Source: Sherman Publications

Special fund for capital improvements

July 03, 2013

A savings account “that can’t be touched.”

As of Jan. 24, that’s what the City of the Village of Clarkston has. At their meeting, council put $9,000 into the Capital Improvement Fund for special projects.

“The whole point is to give us money to do large projects,” said City Manager Carol Eberhardt. “The money will also be used for long-term planning for projects.”

The money can also be used in the event of a disaster or emergency, Eberhardt said.

How much is deposited in the fund will depend on annual budget variables.

She said it just makes good sense for communities to have a fund with money set aside for projects or emergencies.
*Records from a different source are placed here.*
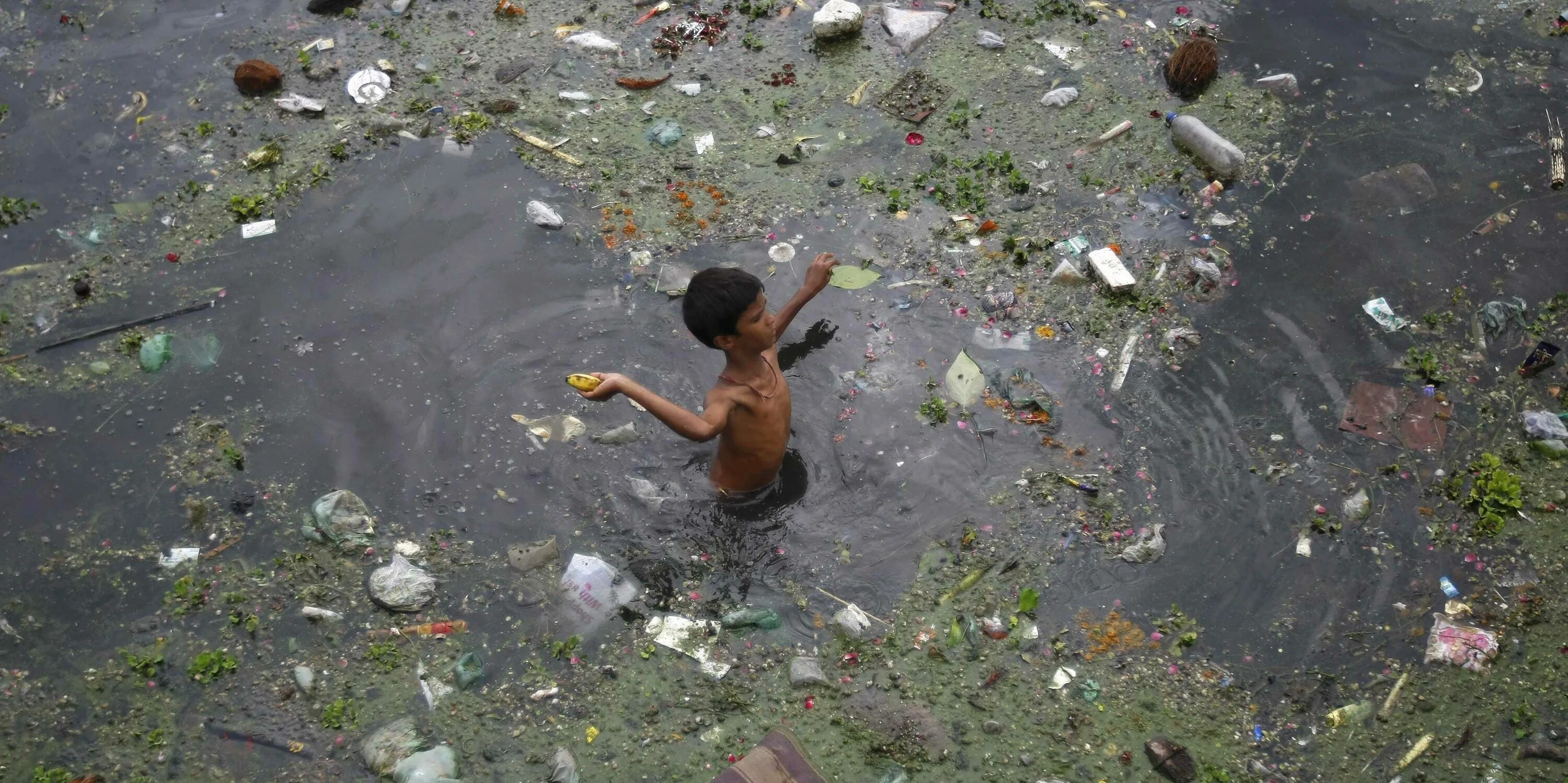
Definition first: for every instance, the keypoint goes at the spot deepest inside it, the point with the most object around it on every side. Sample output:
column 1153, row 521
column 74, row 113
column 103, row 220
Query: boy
column 748, row 407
The city will save money in the fund to pay for special projects on a sort of “wish list.”

Projects could include work on the bridge in Depot Park or extending the sidewalk on the west side of North Main Street from Miller to the parking lot where Brioni Café is located.

Eberhardt said some of the projects on the list will include sidewalk repairs throughout the city.

“We will identify all areas in the village in need of repair and prioritize,” she said.

The resolution passed by the council also states the money can be used for acquiring, constructing, extending, altering, repairing, or equipping public improvements or public buildings.

Under the city’s definition of the fund, a capital improvement is a City facility or item such as a building, structure, physical improvement, facility repairs, road, parking lot, utility, land acquisitions, equipment or vehicles.

A restricted fund, once the money is transferred to the Capital Improvement Fund from the city’s General Fund, it can only be used for capital improvements.

Eberhardt said the money will always stay in the fund unless the city has a capital improvement project or in the event of an emergency like a sewer line collapse.

“There are very specific rules to how you can spend the money,” said Eberhardt.

Many communities use Community Block Grant (CBG) funding to complete special projects like those included on the city’s wish list, but Clarkston has too much money.

“A lot of communities use the grants for capital improvements, but the city cannot due to the high income level of residents,” said Eberhardt.